One of the glaring disadvantages of relying on traditional testing as a method of assessment is that it promotes ‘teaching to the test’. Classroom activities become geared toward the test and the test scores, while actual learning gets side-tracked. Assessment experts, therefore, are of the view that tests should be replaced by some authentic method of assessment – a method that would not only assess what a student knows but also what they can do with that knowledge. Another argument for this view is that tests and exams, the way they are used in our schools, take away all the pleasure of learning. The school routine becomes a drudgery for students and the classroom emphasis on test preparation limits learning to rote memorization and then, regurgitation of facts.
Use of high-stakes tests at certain levels, for example college entrance, may be justified on some grounds and that’s why we see that they are still around. However, children deserve some opportunity to enjoy learning before they are physically and mentally ready to take the pressure and stress of competitive exams. In schools, we need to create an environment where children can learn easily and happily and feel in charge of their learning. The American educationist John Holt believes that, “children do not need to be made to learn” because every child is born with what Albert Einstein called, “the holy curiosity of inquiry.” Schools should help spur this curiosity, as well as feed it.

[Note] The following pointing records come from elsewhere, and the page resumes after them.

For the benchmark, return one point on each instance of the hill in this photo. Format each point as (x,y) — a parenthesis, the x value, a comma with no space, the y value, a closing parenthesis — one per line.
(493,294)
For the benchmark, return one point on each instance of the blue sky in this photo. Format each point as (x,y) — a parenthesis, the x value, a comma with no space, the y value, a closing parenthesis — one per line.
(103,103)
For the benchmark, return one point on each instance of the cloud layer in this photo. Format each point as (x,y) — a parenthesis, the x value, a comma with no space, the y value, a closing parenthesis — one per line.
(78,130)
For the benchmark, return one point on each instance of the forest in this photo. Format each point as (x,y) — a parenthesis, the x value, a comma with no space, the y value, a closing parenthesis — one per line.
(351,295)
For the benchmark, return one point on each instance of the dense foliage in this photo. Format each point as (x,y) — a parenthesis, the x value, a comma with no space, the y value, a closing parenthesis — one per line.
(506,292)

This is where portfolios come in. Artists and designers have used it to showcase their best work, but for some time now portfolios have become a tool for performance assessment. By definition, a portfolio is a collection of one’s best work, selected from a larger body of work accomplished over a period of time. As an assessment method, portfolios are constructed in much the same way, providing an authentic body of evidence of an individual’s achievements. So, a student portfolio contains several samples of the student’s work and related material that depict his/her activities and accomplishments in one or more school subjects, some evidence of the student’s reflection and self-evaluation, and the criteria for judging the quality of the work.
Unlike a traditional test that attempts to evaluate a lifetime’s learning in a snapshot of two or three hours, portfolios give a holistic picture of an individual’s knowledge, skills and abilities acquired over time. A portfolio provides a good look at what an individual is capable of doing as well as highlighting his/her growth over time.

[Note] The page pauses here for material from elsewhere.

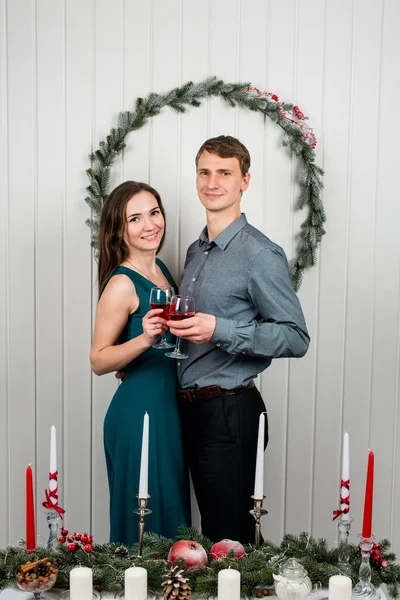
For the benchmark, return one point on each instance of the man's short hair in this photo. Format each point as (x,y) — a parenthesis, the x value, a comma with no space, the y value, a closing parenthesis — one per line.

Writing portfolios are a common assessment tool in American high schools and universities. In fact, it was for the assessment of writing that portfolios were first used as an assessment instrument in 1983. The teachers who use writing portfolios instead of multiple choice questions (MCQ) or essays for assessment are basically of the view that a student’s performance on MCQs about grammar and vocabulary is a very incomplete measure of their writing skills.
Portfolios can be of various types, depending on the purpose of assessment. For example, for several years Aga Khan University- Institute for Educational Development has been using portfolios for the assessment of student teachers’ performance over an academic semester. These portfolios contain samples of students’ papers, their lesson plans and teaching materials and their reflective notes on their own teaching practice.
Another type of portfolio that can be used in elementary schools is a portfolio of project work children do at school. A number of universities around the world, especially business schools and medical colleges, have adopted Project-based Learning (PBL) as a way to facilitate the development of students’ critical, creative and problem-solving skills and autonomy in learning. This method of instruction engages students in real-world tasks and requires them to draw from many sources of information and disciplines. A portfolio of project work gives them an opportunity to present the outcome of their efforts in an authentic way. In these approaches, the focus of all instructional activity is on learning and, not test scores. Ongoing feedback from teachers not only provides a way of assessing students’ performance but also keeps the focus on learning. PBL as a method of teaching and portfolios for assessment provide an interesting learning-centered combination for schools.
In 2011, Aga Khan University Examination Board introduced its new assessment initiative for middle school (grades VI-VIII) called Project Portfolio which brings together the two approaches mentioned above. For the last three years, this programme is being run successfully in several schools across the country and has received very positive reviews from educators. Teachers’ and students’ enthusiasm about Project Portfolio clearly indicates that when the central concern of classroom activities is ‘learning’ not test scores, the process becomes enjoyable as well as rewarding, both for the teachers and the students.
– Ms Raana Jilani is Assistant Manager, Middle School, Aga Khan University Examination Board.